Linda Ashar: So who has IRBs? Where are they?

Dr. Jennifer Douglas: So, most academic institutions, meaning universities and colleges, have IRB boards for their faculty or students who are conducting human subjects research at that institution. So, it’s very common at most colleges and universities, but you’ll also see them at medical centers, sometimes in the K-12 education system, a school or a school district will have an IRB board. At nonprofits, there are sometimes research boards, and even sometimes in government or corporations there will be research offices that are called IRB or perform the IRB function. So, pretty widely but they look a little bit different depending on what kind of institution it is.

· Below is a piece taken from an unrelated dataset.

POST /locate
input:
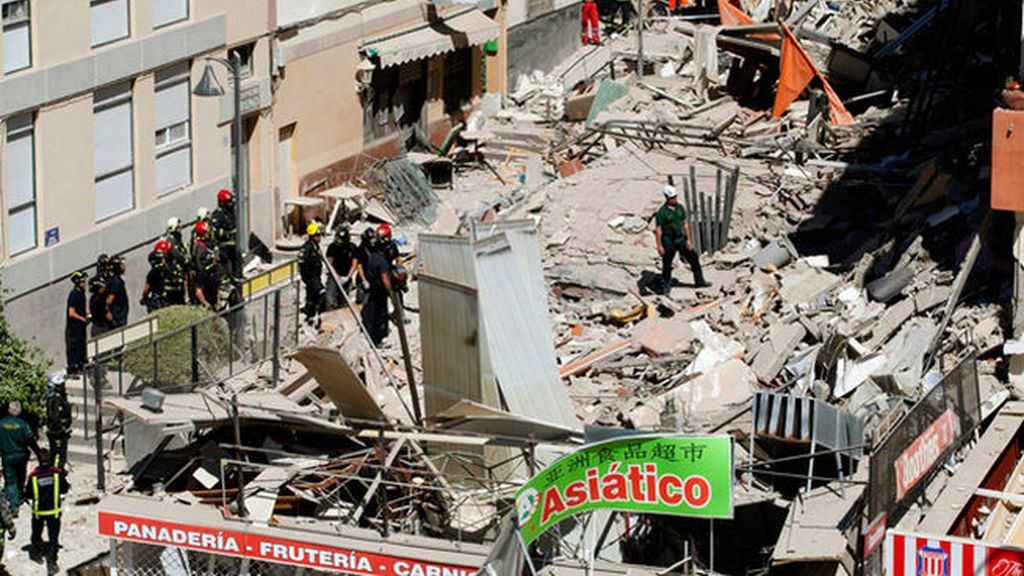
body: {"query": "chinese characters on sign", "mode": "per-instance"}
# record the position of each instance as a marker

Linda Ashar: Okay. I think we’ll probably get into what the boards do, but let’s pause for a minute on who makes up boards, because you mentioned regulations that drives this process, for good reason. Do the regulations or does a government body select who’s on boards? How do boards come to be formed? Who’s on them?

Dr. Jennifer Douglas: Really the IRB is a type of peer review in the sense that they’re usually composed of experts who come from a variety of subject areas or represent a range of disciplines. The federal regulations provide some guidelines around membership, but they do not provide strict guidance or select who the members are.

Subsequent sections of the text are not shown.